Tomb Raider was Always an AARPG

Tomb Raider was Always an AARPG

20 years ago, Tomb Raider was the game who set a trend that has started a whole genre of its own. 20 years later, the game has fallen from grace but is making a big return. Two decades is quite the history, and the franchise has gone through many ups and downs to get to where it is today. However, the point of the article is not to reminisce the past, but to celebrate the future. The gaming industry is booming, and many games with a long history behind them, must keep up with the trends in order to expand their audience, but nonetheless, keep their identity.

Thus, from an action-adventure game, with overall linear maps and turns, with the reboot, Tomb Raider had to choose a new path. It was getting stale, and with an industry this big, games must follow what people are into. This is how Tomb Raider became an action-adventure RPG, however, some hardcore fans were not really fond of this idea. That’s where the topic of copying Uncharted came about.

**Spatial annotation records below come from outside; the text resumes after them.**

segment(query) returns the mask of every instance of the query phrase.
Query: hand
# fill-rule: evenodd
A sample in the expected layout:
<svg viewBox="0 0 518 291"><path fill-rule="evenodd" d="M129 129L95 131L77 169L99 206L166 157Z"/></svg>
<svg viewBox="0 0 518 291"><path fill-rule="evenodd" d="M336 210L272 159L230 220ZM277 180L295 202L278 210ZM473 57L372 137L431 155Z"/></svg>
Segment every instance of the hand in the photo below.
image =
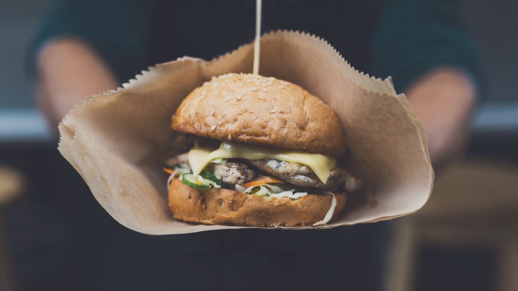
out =
<svg viewBox="0 0 518 291"><path fill-rule="evenodd" d="M430 72L407 90L408 102L426 133L436 170L464 148L476 94L466 76L447 67Z"/></svg>
<svg viewBox="0 0 518 291"><path fill-rule="evenodd" d="M100 56L78 39L50 41L40 50L37 65L38 104L56 133L61 119L85 96L117 87Z"/></svg>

I promise, however, I will address it some other time.

Nonetheless, how is Tomb Raider becoming an RPG bad? Let me reiterate. You still play as Lara, however, you have a vast open world in which you can explore tombs, search for secrets, artefacts, achieve goals. Isn’t that what an archaeologist does? Personally, people who stay behind their feelings of what Tomb Raider brought them at the time, are way too much living in it. But as Lara said, you dig up the past -to understand it-. Tomb Raider would have been an RPG styled game with its’ first release, had there been the technology for it. But if we look back at the 1996s title with our modern understanding, we can actually see that the game aims for a choice of exploration, weapon choices, secrets to find, change in outfits, and even a number of acrobatic skills, and locations. Yes, I said the maps were generally linear above, but the technology of the computers themselves must be strongly taken into account. Going back to my point, doesn’t that look like a game catering towards what RPG games strive for? The gist of it is to look at the Classic Tomb Raider games as their best version for the time. A primitive iteration of games today! It’s the fact that games back then were technologically tough to execute in the grandiose way Rise of the Tomb Raider can be today! Times change, and so must franchises. The difficult part is finding the balance between the new and the old. The trends, and the identity.

In fact, back in 2003, Tomb Raider Angel of Darkness had tried to introduce of similar elements of RPGs. The most noticeable ones were NPC interaction, mini side-quests/missions/tasks(call them however you see fit for the game), choice of conversation lines, and a second playable character. The game was a grand project in itself, but due to industry demands, delays and constraints, it failed and what made it as the final product, was probably barely 50% of the originally intended story and content.

Due to that fall, when developers Crystal Dynamics took the wheel after Core Design, they had the difficult task to wash away the shame off the franchise. They introduced boss fights, world interaction with objects that weren’t part of the main goal, new devices Lara to use, but still retaining the Tomb Raider for what it made its name for – exploration, tombs, and an exciting story. What fans disliked back then was how was portrayed – overly emotional, and concerned. The Classics’ Lara was just playing for the sport, not second-guessing her actions. For me, if we analyze her from back then, she could be made out to be more of an anti-hero, than a hero character, but she was always put up against a worse antagonist, which made her “not so bad”. Hence why I believe, since Lara remains who she is even under the wing of Crystal Dynamics – a grave-robbing, shooting-anyone-getting-in-her-way woman, they wanted to make her more “human” by showing her on the more sensitive side around her family story. And why not? Even every antagonist, is the way they are due to some injustice in their lives.

The sole criticism of the long-term fans, such as me as well, that I won’t argue against is that Tomb Raider is in need of its’ tombs. But I digress with Rise of the Tomb Raider, because I believe that the developers have done a great job in showcasing that the franchise is in good hands.

Story-wise the reboot has the goal to show Lara’s story and growth, from her first steps in archaeology to developing in what she was known for in the Classics. A good AARPG needs a good story, so I hope they keep up the same spirits with where the devs are going with this.